ÉCHOS
28 Jan 2015

Autocensure au Pavillon Vendôme de Clichy: du «Silence» de Zoulikha Bouabdellah à l’inertie du maire

Pg_Obadia16LuChao01bMonument
@

Le retrait d’une œuvre de l’exposition"Femina ou la réappropriation des modèles" par crainte d’incidents pose la double question de la gestion de la liberté d’expression dans un contexte post-attentats mais encore du soutien des pouvoirs publics en pareilles circonstances.

Durant l’accrochage de sa nouvelle exposition, la direction du centre d’art du Pavillon Vendôme a été averti par la Mairie de Clichy-La-Garenne d’un courrier de la Fédération des associations musulmanes de la ville (la FEDAM Clichy) les mettant en garde contre d’éventuels «incidents » liée à la programmation prévue. L’association s’inquiètent de débordements et demande, par mesure préventive, l’annulation de l’événement culturel. En cause, une pièce de l’artiste franco-algérienne Zoulikha Bouabdellah intitulée Silence (quelle ironie!): des tapis de prière découpés en leurs centres où sont posés des paires d’escarpins dorés. Créée en 2007-2008, la pièce a été déjà montrée plusieurs fois, à travers le monde, sans aucun souci.
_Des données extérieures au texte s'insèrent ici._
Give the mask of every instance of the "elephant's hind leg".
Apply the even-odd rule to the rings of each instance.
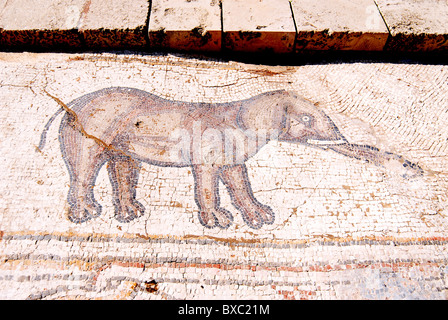
[[[244,164],[223,168],[221,179],[229,191],[233,205],[241,211],[247,225],[259,229],[264,223],[274,223],[275,215],[272,209],[254,197]]]
[[[145,212],[144,206],[135,199],[140,165],[123,156],[109,160],[107,170],[112,184],[115,218],[119,222],[129,222]]]
[[[82,223],[101,214],[102,208],[95,200],[93,188],[107,155],[104,148],[71,126],[62,126],[60,142],[70,173],[68,218],[74,223]]]

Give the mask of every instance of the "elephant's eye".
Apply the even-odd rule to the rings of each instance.
[[[304,123],[310,123],[311,120],[312,120],[312,117],[309,116],[309,115],[303,115],[303,116],[301,117],[301,120],[302,120],[302,122],[304,122]]]

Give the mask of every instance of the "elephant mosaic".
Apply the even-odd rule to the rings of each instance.
[[[59,142],[70,175],[69,219],[82,223],[101,214],[93,187],[107,163],[115,218],[129,222],[144,214],[136,200],[142,163],[191,167],[200,223],[228,228],[231,212],[220,206],[219,181],[251,228],[272,224],[273,210],[254,196],[245,165],[271,140],[323,148],[384,166],[398,163],[407,176],[422,169],[402,156],[352,144],[313,103],[278,90],[227,103],[171,101],[123,87],[102,89],[75,99],[65,110]]]

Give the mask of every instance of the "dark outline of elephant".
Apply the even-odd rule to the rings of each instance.
[[[258,229],[263,224],[272,224],[274,212],[254,197],[244,162],[273,138],[331,149],[380,166],[387,161],[398,161],[414,176],[423,173],[417,164],[399,155],[368,145],[349,143],[323,111],[285,90],[214,104],[171,101],[142,90],[123,87],[98,90],[68,105],[50,96],[61,105],[61,109],[47,122],[38,150],[44,147],[51,123],[65,110],[59,128],[59,141],[70,175],[68,217],[75,223],[100,215],[102,208],[94,198],[93,187],[100,168],[106,162],[116,219],[129,222],[141,216],[145,209],[136,200],[136,186],[141,162],[146,162],[158,166],[192,168],[199,221],[207,228],[228,228],[233,221],[232,214],[219,205],[219,180],[226,186],[233,205],[242,213],[247,225]],[[95,121],[98,121],[97,126],[93,125]],[[233,130],[240,137],[243,132],[242,137],[247,142],[254,142],[254,138],[247,135],[250,130],[262,131],[267,138],[260,145],[257,140],[256,147],[253,150],[245,149],[239,159],[232,155],[231,162],[222,162],[225,152],[221,154],[220,161],[204,162],[203,158],[194,155],[195,148],[202,146],[195,147],[193,142],[187,143],[193,149],[187,148],[187,154],[185,150],[180,150],[177,163],[154,159],[158,156],[165,159],[163,155],[173,147],[173,144],[169,145],[167,133],[172,134],[173,129],[181,127],[190,137],[194,136],[192,130],[197,122],[201,126],[205,124],[205,129],[199,129],[201,135],[212,128],[216,132]],[[180,138],[185,139],[185,136]],[[143,149],[153,158],[141,150],[136,151],[136,148]]]

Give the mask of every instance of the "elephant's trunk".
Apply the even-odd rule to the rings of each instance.
[[[377,166],[390,168],[392,170],[398,170],[405,178],[413,178],[423,174],[422,168],[417,164],[404,159],[402,156],[387,151],[381,151],[372,146],[342,143],[327,145],[326,147],[348,157],[367,161]]]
Mais dans un contexte post-attentats, les susceptibilités exacerbées, les obsessions sécuritaires et la libéralisation des discours extrêmes ont hystérisé le débat autour du droit du blasphème en art, au point que la FEDAM se pense légitime dans sa revendication. Or, non seulement le travail présenté n’a pas la teneur d’une transgression d’un des piliers de l’Islam (rien dans le coran n’interdit de détourner un tapis), mais quand bien même il l’aurait, la loi française protège et garantit le droit au blasphème.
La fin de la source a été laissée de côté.